A Democratic majority in the Supreme Court, a Democratic supermajority in the Senate, and a Democratic Congress. A Democratic president would be nice, but not required, as presidents don’t pass legislation. (A supermajority would not only stop a veto, but override filibusters.)

And even these might not be enough. Some of those Democratic Senate seats would be in “pro gun” states and those senators would not vote in favor of gun control.

I think Gandhi(a victim of gun violence) would have approved.

Imagine using the “never let a tragedy go to waste” criticism in the context of any tragedy that wasn’t a white American shooting a bunch of people.

Tornado kills thousands? Dam breaks? Massive earthquakes and fires? Outbreak of disease? Ship sinks? These are times for reflection, let’s not be hasty and pass any new laws or anything.

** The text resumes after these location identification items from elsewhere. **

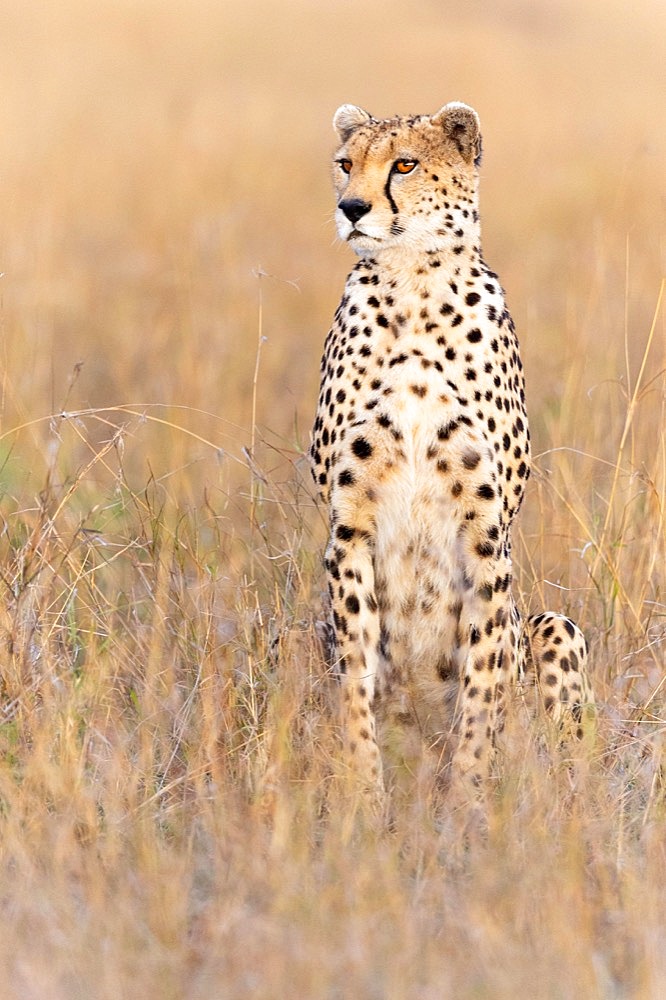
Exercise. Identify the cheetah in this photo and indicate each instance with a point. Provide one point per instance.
(421, 453)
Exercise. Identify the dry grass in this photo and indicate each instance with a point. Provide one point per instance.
(169, 825)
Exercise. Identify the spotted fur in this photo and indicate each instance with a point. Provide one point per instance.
(420, 452)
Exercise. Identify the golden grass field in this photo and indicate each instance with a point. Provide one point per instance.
(169, 746)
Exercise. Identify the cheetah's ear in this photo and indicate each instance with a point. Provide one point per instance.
(347, 118)
(461, 125)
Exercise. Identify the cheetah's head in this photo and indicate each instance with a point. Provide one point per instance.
(407, 183)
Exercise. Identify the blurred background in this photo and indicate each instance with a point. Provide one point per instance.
(169, 272)
(167, 208)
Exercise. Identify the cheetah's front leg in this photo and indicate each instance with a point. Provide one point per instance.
(356, 623)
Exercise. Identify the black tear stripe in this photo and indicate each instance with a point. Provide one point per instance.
(387, 192)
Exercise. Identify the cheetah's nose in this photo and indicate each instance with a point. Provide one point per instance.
(354, 208)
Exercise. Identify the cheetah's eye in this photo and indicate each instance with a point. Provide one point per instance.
(404, 166)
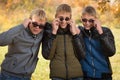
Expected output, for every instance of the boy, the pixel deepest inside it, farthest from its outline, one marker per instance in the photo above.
(23, 46)
(99, 45)
(63, 47)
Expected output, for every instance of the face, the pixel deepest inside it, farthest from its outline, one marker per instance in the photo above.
(88, 21)
(64, 19)
(37, 25)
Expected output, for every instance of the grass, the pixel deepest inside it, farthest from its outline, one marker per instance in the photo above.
(42, 69)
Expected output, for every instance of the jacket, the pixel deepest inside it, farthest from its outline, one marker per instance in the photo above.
(64, 52)
(22, 55)
(98, 50)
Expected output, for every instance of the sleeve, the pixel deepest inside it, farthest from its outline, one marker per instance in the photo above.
(108, 43)
(79, 46)
(47, 43)
(7, 37)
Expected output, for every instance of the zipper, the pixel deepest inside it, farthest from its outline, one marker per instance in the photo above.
(91, 54)
(65, 57)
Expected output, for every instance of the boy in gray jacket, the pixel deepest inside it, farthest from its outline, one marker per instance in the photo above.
(23, 46)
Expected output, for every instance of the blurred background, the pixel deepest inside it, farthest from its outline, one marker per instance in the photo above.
(13, 12)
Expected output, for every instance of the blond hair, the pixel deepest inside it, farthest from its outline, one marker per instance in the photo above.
(63, 8)
(38, 12)
(89, 10)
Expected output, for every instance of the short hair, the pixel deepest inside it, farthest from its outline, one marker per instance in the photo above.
(64, 8)
(38, 12)
(89, 10)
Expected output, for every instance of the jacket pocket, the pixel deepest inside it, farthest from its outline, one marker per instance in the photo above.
(9, 63)
(106, 75)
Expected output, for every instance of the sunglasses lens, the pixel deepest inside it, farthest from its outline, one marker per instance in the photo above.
(91, 20)
(61, 18)
(67, 18)
(34, 24)
(41, 26)
(84, 20)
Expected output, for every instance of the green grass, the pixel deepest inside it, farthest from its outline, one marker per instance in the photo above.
(42, 69)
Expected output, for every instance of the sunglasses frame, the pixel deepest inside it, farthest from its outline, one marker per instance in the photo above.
(62, 18)
(41, 26)
(86, 20)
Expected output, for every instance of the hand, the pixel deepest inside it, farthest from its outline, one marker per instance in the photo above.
(26, 22)
(97, 25)
(73, 28)
(55, 25)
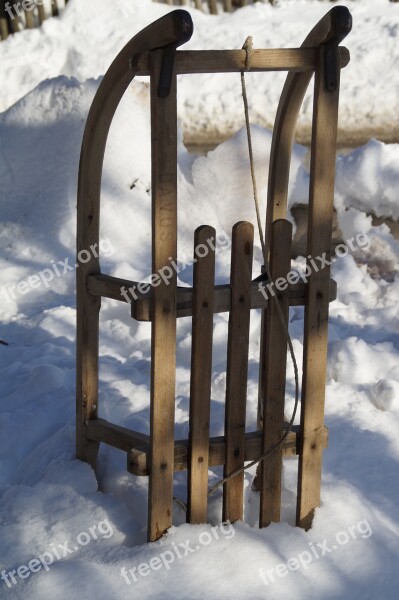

The only reason it’s any different is that there’s implicitly another “side” to the anti-gun-massacre movement.

And the outcome desired from the other side that has been realized-are you happen with it?

Too soon? I’m sorry, but the double disaster from yesterday points out that “too soon” just doesn’t apply anymore when the heat from the gun barrels far outweigh the heat of the argument.

It does occur to me that, yes, we could have a serious gun control debate if there were fewer opponents of gun control.

Democrats aren’t going to do this. Oh, they’ll come out for background checks or the like. You know, the feel good measures that might save some lives here and there, but not for the kinds of restrictions that address the root of the problem: too many people with too many guns.

You are correct. Hasty do-somethingism is not appropriate in those situations.

If we refer to current disasters it is “too soon”, and if we wait until it dies down there are other current events to talk about that are “more important”.
I’m sorry, but this hypocritical approach just doesn’t fly any more.

I honestly don’t know whether the root of the problem is “too many people with too many guns,” or whether it’s the wrong kind of people with guns, or whether it’s people with the wrong kind of guns.

It’s only appropriate in those situations where an existing gap or oversight in the legislative framework led to the conditions in which those disasters occurred. Which is to say all of them.